Parallel R-tree-Based Spatial Query Processing on Commercial Processing-in-Memory Systems
Introduction
The exponential growth of data in scientific, spatial, and geospatial workloads imposes increasing challenges for efficient query processing due to memory bandwidth limitations and the memory wall problem. Traditional CPU-centric systems suffer from inefficiencies related to data movement and limited parallel memory access. Processing-in-Memory (PIM) architectures, such as commercial UPMEM DPUs, provide a compelling alternative by integrating compute capability directly within the memory subsystem, enabling large-scale parallelism and substantially reducing energy consumption for memory-bound workloads. While prior PIM research has focused primarily on linear scans and hash-based operators, this paper presents the first design, implementation, and evaluation of hierarchical R-tree range queries on real commercial PIM hardware (2604.14445).

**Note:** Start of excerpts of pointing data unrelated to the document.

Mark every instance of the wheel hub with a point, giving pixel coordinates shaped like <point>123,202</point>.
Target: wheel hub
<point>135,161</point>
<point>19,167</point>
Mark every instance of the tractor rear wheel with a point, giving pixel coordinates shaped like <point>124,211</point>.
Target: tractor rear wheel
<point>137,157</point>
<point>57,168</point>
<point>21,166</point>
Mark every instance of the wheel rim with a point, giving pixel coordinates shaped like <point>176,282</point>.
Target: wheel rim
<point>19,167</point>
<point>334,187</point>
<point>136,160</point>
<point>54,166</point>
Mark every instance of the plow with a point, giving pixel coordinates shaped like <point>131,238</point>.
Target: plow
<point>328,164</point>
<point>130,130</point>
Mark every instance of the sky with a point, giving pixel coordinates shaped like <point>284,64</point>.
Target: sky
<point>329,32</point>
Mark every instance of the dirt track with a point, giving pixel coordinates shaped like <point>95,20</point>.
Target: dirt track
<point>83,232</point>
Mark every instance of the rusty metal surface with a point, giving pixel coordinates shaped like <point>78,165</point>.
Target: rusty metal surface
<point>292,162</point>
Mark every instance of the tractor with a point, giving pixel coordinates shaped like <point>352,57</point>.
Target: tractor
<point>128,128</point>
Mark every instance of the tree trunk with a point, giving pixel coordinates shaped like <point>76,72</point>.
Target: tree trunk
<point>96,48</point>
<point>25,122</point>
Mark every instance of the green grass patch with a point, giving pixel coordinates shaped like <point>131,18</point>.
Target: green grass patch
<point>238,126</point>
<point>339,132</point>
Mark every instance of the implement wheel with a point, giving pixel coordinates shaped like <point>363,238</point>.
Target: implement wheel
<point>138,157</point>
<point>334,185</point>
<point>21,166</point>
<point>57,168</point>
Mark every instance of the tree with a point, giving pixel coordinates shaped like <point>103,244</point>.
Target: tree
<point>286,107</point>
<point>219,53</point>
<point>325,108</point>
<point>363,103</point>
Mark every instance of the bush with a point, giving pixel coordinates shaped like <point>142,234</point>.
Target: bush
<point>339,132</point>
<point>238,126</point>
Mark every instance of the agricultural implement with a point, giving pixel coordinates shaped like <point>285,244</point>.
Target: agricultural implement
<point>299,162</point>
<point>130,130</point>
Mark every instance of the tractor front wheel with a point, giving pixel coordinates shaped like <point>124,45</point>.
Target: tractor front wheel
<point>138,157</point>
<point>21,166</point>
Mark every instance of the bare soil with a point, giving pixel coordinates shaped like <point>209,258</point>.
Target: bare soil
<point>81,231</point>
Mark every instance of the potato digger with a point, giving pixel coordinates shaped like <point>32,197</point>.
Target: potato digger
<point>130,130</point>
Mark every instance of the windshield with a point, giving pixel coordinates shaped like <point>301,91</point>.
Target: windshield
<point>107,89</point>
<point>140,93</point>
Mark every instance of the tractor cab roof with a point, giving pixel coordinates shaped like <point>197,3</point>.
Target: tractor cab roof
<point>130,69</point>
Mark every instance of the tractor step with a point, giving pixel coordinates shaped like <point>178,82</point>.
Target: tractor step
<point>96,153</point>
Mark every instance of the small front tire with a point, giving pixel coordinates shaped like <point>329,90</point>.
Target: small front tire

PIM Architecture and Challenges
UPMEM PIM systems comprise thousands of DPUs embedded within DRAM chips, with no direct inter-DPU communication; all coordination is mediated via explicit host-to-device bulk transfers. Each DPU is equipped with a custom core, DRAM-based MRAM (data storage), small WRAM (fast buffer), and limited instruction RAM (IRAM), supporting up to 16 tasklets for intra-DPU parallelism. The bulk-synchronous parallel (BSP) execution model and stringent local memory constraints necessitate careful index and data layout strategies.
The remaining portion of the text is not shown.